COS 131-7
Informatics systems to support large-scale wildlife observation data collection
Collecting wildlife observation data is an activity that many groups and organizations are engaged in. Knowing what animal was present at a location at a specific time allows us to map species distribution, and by following certain rules, give assurance that these data can be aggregated to larger scales and incorporated into larger collections, such as the Global Biodiversity Information Facility (GBIF) or for bird taxa, the Avian Knowledge Network (AKN), and such systems can address different sets of questions relating to scale. The presence and absence of animal species at a location can help influence future studies and inform management decisions. But wildlife observations can come in many different forms with different sets of attributes and metadata, and these associated data often determine how valuable the observation becomes. For example, if the observation includes a photograph, an infallible method of verification can be added for those observations, provided you have wildlife experts, which can boost the confidence in the observation.
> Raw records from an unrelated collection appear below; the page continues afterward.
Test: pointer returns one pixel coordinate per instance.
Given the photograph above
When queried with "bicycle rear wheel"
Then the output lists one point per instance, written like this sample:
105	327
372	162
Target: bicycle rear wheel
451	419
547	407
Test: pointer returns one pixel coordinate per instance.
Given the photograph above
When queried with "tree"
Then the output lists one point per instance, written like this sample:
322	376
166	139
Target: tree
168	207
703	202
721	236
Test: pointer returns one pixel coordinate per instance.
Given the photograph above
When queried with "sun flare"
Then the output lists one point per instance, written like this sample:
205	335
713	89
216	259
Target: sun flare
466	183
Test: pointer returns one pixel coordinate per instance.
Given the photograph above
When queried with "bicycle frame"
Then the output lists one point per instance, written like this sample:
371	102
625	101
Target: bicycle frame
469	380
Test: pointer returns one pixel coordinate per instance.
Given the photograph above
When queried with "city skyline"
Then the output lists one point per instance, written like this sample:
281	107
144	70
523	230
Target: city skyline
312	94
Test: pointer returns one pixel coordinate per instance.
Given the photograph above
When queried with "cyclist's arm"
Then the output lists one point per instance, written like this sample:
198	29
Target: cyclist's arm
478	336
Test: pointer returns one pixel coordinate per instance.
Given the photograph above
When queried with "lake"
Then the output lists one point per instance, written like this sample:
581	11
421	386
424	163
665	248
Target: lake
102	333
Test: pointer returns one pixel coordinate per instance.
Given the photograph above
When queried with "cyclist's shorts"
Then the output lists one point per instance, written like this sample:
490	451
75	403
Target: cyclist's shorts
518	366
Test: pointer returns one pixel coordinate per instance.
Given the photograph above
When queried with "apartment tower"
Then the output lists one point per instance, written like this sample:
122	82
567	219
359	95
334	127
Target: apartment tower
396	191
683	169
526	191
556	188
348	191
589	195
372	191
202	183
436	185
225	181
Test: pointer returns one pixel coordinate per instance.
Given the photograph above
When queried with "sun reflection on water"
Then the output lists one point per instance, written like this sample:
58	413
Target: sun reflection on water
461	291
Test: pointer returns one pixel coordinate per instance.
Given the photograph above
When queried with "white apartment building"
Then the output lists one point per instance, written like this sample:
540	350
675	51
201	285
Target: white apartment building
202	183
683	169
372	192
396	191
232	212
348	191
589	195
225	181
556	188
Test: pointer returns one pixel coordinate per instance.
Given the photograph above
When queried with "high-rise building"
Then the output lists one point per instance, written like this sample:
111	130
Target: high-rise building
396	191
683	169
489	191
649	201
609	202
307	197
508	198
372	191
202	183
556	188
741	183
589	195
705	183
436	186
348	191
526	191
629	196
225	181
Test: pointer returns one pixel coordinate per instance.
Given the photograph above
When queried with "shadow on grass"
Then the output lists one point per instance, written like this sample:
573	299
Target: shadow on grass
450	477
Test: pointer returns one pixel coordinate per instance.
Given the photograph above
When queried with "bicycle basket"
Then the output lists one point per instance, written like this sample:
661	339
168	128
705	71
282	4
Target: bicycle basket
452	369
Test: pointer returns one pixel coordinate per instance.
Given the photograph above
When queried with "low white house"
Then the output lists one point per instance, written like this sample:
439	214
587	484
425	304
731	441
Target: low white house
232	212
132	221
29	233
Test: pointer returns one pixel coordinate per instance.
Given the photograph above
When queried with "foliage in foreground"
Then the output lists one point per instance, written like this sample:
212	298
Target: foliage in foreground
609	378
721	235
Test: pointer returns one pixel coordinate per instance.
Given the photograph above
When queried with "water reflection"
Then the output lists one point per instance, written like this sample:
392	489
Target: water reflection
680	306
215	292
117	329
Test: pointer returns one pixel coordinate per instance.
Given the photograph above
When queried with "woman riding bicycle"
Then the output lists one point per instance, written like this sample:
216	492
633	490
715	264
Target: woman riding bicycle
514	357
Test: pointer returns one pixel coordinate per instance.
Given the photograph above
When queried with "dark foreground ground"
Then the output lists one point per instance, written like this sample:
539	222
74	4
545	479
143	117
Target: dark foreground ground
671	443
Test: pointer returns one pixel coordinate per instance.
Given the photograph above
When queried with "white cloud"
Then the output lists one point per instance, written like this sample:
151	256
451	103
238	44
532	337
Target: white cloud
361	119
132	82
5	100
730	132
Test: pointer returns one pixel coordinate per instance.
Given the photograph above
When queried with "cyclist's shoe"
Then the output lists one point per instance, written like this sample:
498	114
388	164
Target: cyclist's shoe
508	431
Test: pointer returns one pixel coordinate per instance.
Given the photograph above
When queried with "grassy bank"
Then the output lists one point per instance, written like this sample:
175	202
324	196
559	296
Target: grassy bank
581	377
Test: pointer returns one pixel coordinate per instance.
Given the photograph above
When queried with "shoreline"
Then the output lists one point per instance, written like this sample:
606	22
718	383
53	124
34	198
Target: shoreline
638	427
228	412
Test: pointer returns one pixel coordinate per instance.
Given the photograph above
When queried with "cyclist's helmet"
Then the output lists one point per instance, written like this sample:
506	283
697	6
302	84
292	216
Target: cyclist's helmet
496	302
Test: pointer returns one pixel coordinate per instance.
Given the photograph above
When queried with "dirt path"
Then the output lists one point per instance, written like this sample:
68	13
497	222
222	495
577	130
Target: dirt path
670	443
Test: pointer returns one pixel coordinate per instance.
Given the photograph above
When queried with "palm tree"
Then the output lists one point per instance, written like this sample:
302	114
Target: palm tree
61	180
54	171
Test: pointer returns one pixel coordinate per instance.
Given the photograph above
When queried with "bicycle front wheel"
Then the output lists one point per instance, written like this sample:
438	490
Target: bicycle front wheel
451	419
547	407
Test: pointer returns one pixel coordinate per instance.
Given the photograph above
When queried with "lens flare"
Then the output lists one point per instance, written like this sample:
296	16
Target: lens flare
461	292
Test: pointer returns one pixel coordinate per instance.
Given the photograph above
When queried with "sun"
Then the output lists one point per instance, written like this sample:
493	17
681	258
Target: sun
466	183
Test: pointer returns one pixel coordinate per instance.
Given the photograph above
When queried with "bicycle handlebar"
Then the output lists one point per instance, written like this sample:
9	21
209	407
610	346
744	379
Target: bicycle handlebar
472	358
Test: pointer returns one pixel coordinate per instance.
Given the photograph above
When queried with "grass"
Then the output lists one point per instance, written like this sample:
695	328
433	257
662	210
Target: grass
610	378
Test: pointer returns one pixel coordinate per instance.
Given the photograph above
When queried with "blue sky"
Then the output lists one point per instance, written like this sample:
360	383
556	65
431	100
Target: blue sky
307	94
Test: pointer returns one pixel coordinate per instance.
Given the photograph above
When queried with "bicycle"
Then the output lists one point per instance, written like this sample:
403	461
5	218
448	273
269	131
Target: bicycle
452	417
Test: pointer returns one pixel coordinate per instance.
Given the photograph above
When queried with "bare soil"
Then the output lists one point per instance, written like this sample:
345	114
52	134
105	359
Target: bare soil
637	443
We describe the long-term and successful implementation of state-scale wildlife observation systems that solve issues associated with systems involving diverse observer and observation types.
Results/Conclusions
We present our work in building observation system across different scales and taxa specifications. Specifically, we show that multiple systems based on common rule sets can be implemented for small sets of observers and taxa, or large sets. We demonstrate implementation of these systems using volunteer-based observer networks for the states of California and Maine and multiple types of observations, with built in verification systems. We also demonstrate a novel system for managing observations from wildlife camera networks. We suggest that continental or global federated systems of observers and online reporting systems are feasible and desirable to complement existing highly centralized systems.